Using zipcode 98001 as a baseline, the listed zipcodes increase or decrease the price of a house by 100 times the number listed as a percentage. The unlisted zipcodes are all approximately the same in price. (I'm not planning on listing them all out.)

# Recommendations and Future Work

We attempted to add interation features to our model, but our results indicated that they only decreased the accuracy of our model. With more time, we could take a deeoer look at these and find out why that is the case, and see if other interactions could help our model.
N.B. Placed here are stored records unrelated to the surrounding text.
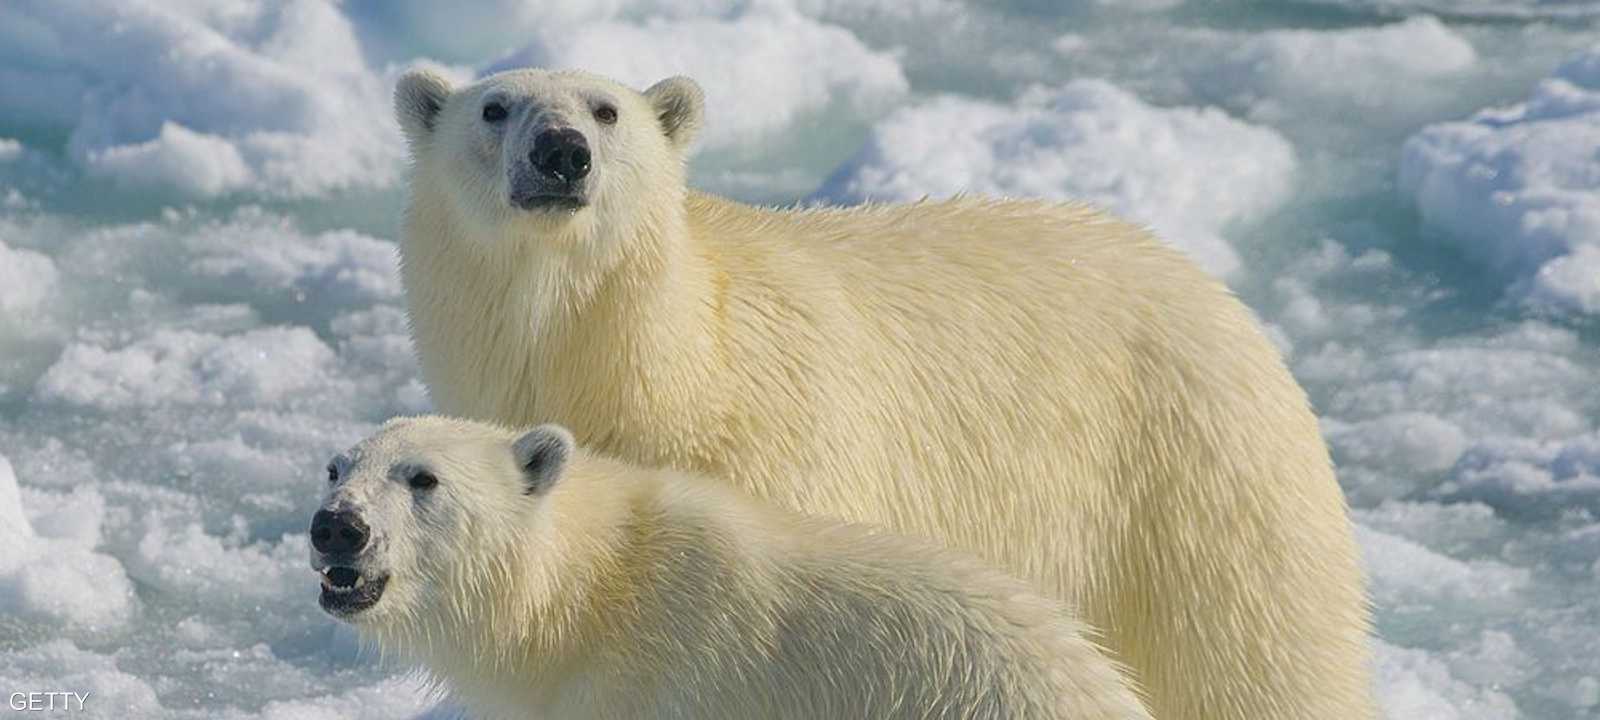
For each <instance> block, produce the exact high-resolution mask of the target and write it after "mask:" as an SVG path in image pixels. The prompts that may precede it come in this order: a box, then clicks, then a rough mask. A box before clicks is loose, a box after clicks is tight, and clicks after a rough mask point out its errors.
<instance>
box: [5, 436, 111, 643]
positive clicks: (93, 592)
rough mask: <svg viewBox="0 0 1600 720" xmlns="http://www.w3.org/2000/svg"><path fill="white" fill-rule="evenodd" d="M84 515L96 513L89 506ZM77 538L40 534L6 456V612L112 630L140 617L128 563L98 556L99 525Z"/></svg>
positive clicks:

Similarly, adding polynomial features could make our predictions more accurate. Trial-and-error would be needed to determine which features could be changed in this way to improve our model.

Using a mapping library could turn the longitude and latitude into more directly beneficial information, like distance to a school or grocery store. With more time, we could create new features using this information to add to our model.

# Conclusions

Our final model will be useful in predicting sale prices of houses in King county. We can use these predictions to help our clients set the prices for their houses, and find houses that are currently underpriced.